RELEASE: CAP Column Calls on Congress to Invest Now in Climate Resilient Infrastructure to Reduce Disaster Costs
Washington, D.C. — As leadership in Congress continues the process of putting together a federal budget, the impacts of climate change on the nation’s aging infrastructure must not be ignored. In a column released by the Center for American Progress today, climate experts urge Congress to take the fiscally responsible steps of investing in cutting carbon pollution and improving the nation’s roads, bridges, rail lines, and other infrastructure now.
“As the United States grapples with the effects of climate change, the aging infrastructure that we rely on will be among the hardest hit,” said Cathleen Kelly, CAP senior fellow and co-author of the column. “Our infrastructure is already woefully in need of improvement, particularly in low-income areas, and it will strain further in the face of climate change related extreme weather events that we have already seen begin. The fiscally responsible thing for Congress to do is invest now in building resilient infrastructure and communities before cataclysmic weather events force us to spend much more on disaster recovery down the road.”

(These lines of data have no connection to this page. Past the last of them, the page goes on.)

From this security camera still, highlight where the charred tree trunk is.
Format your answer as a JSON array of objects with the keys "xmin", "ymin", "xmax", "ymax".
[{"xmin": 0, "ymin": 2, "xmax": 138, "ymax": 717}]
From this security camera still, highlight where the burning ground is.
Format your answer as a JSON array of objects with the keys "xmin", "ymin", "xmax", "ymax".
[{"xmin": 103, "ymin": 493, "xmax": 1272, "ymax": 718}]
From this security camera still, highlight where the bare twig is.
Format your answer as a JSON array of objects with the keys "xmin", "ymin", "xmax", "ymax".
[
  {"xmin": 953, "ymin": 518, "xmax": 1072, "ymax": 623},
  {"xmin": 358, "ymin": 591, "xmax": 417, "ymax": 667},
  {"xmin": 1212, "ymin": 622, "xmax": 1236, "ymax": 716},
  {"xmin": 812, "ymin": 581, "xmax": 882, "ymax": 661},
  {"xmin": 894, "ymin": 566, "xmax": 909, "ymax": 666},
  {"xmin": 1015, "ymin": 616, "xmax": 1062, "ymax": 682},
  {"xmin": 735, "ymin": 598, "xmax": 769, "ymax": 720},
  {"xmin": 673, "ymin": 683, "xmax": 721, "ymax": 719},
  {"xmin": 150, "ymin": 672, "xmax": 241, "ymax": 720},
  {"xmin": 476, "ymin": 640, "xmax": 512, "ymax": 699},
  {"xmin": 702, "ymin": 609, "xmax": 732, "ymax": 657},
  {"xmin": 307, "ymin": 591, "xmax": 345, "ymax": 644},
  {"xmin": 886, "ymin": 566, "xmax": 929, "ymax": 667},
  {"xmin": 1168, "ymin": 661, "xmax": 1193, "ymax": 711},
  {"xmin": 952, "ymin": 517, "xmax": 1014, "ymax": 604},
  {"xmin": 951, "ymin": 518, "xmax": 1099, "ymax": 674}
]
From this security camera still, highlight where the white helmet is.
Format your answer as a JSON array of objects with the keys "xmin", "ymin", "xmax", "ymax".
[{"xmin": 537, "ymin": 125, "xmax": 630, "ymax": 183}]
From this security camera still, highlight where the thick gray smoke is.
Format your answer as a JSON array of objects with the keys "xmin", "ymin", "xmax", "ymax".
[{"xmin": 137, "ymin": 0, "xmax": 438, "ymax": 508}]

In 2013, the American Society of Civil Engineers gave America’s infrastructure a D+ rating and recommended increasing investment in infrastructure designed to “withstand both natural and man-made hazards.” They suggested using resilient infrastructure designs and sustainable practices to ensure the infrastructure will last for generations. That same year, the Government Accountability Office listed climate change as a top risk to federal operations, assets, and programs and earlier this year put the government’s exposure to climate change at the top of its list of high risks. President Barack Obama’s FY 2016 budget called for in the ballpark of $90 billion to reduce disaster costs and build infrastructure resilience, and earlier this year, the president established a new federal flood risk standard to ensure that federal agencies are investing in long-lasting infrastructure.